Beau temps, pas un nuage,
comme si l'azur du ciel devenait liquide, et pleuvait eût dit Gide, a
dit Gide. Thierry Dessolas fit mieux ; ne m'offrit-il pas le 30 juillet, à
Saint-Quentin-de-Caplong la lumière boulangère de l'été ? Je me
suis empressé de saisir la phrase au vol. Je m'en régale encore aujourd'hui, ce
matin, chaque fois qu'un souffle de vent chaud bouscule la fenêtre et soulève
mon papier quadrillé.
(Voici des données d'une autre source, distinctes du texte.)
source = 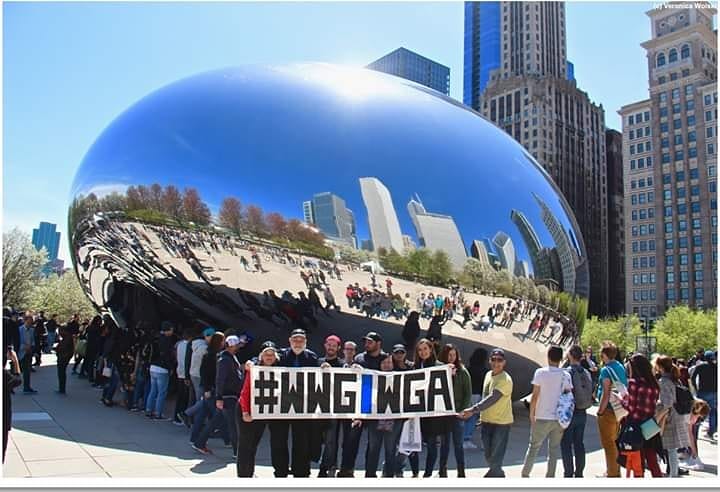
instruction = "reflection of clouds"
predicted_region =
[83,183,130,198]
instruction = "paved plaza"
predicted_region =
[3,355,718,481]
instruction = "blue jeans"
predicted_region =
[145,372,170,417]
[463,395,482,441]
[440,418,465,469]
[480,422,511,478]
[130,368,150,408]
[423,435,440,477]
[364,420,402,478]
[698,391,717,434]
[560,410,587,478]
[103,363,120,401]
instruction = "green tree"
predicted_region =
[407,248,432,280]
[28,273,97,323]
[430,249,453,285]
[651,306,717,359]
[3,228,47,308]
[580,316,643,354]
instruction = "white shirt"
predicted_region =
[532,366,572,420]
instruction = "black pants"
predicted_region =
[270,420,312,478]
[20,354,32,391]
[57,359,70,393]
[236,412,287,478]
[340,420,365,471]
[173,378,190,421]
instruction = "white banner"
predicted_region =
[250,365,456,420]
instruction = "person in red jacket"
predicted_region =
[237,342,280,478]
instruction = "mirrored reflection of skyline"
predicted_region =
[74,65,584,291]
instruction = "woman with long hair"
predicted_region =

Dans la lumière boulangère de l'été. Tout est là :
l'étuve, le doré, la farine de la route, les croûtes...
Le samedi et le dimanche,
en été, Thomas ne travaille pas. Rien ne change vraiment dans mon comportement.
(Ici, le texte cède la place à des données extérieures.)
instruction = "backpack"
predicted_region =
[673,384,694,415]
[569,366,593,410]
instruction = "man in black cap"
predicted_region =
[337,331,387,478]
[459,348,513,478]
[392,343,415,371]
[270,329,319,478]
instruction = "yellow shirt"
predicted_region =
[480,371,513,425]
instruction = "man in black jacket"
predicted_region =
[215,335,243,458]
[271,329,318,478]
A 10 heures, je suis dans mon bureau. Mais, j'ai l'impression que le temps va
me manquer, qu'il se rétrécit comme une peau de chagrin et me nargue plus que
les autres jours. Je sais que Thomas, nu, prend un bain de soleil sur la
terrasse. Je dois refréner l'envie d'y jeter un œil. Je ne résiste pas
longtemps. Alors, pour me venger, je lui dis que selon Hirschfeld, son sexe
entre dans la classification à la babouin, C'est faux, mais ça m'amuse
un brin.
Dimanche 28 août 10 heures.
Après vingt-trois ans de
pagaille, je me suis enfin décidé à réunir proprement, dans un cahier neuf, les
citations qui me plurent ou me furent utiles. Avant-hier, j'ai commencé par le
fameux — pour moi — être me perce de Valéry. A 10 heures et des poussières, ce
matin, j'en étais à cette phrase de Tolstoï rapportée par Gorki : L'homme
survit à des tremblements de terre, aux épidémies, aux horreurs de la maladie,
à toutes les agonies de l'âme, mais de tout temps la tragédie qui l'a tourmenté,
qui le tourmente et le tourmentera le plus, c'est la tragédie de l'alcôve.
Sur France Musique,
Elisabeth Schwarzkopf chante Hugo Wolf. C'est ainsi, j'écris en musique. Le
silence m'intimide comme les beaux paysages, la trop éclatante lumière. On en
pensera ce qu'on voudra. De Pérotin le Grand à Boulez, la musique est ma
nourriture quotidienne, je m'en régale, je n'en suis jamais rassasié.
Lundi 29 août 10 heures.
Il pluvine. Je pense déjà
à l'automne. J'ai hâte de cueillir la première figue (je reviens bredouille).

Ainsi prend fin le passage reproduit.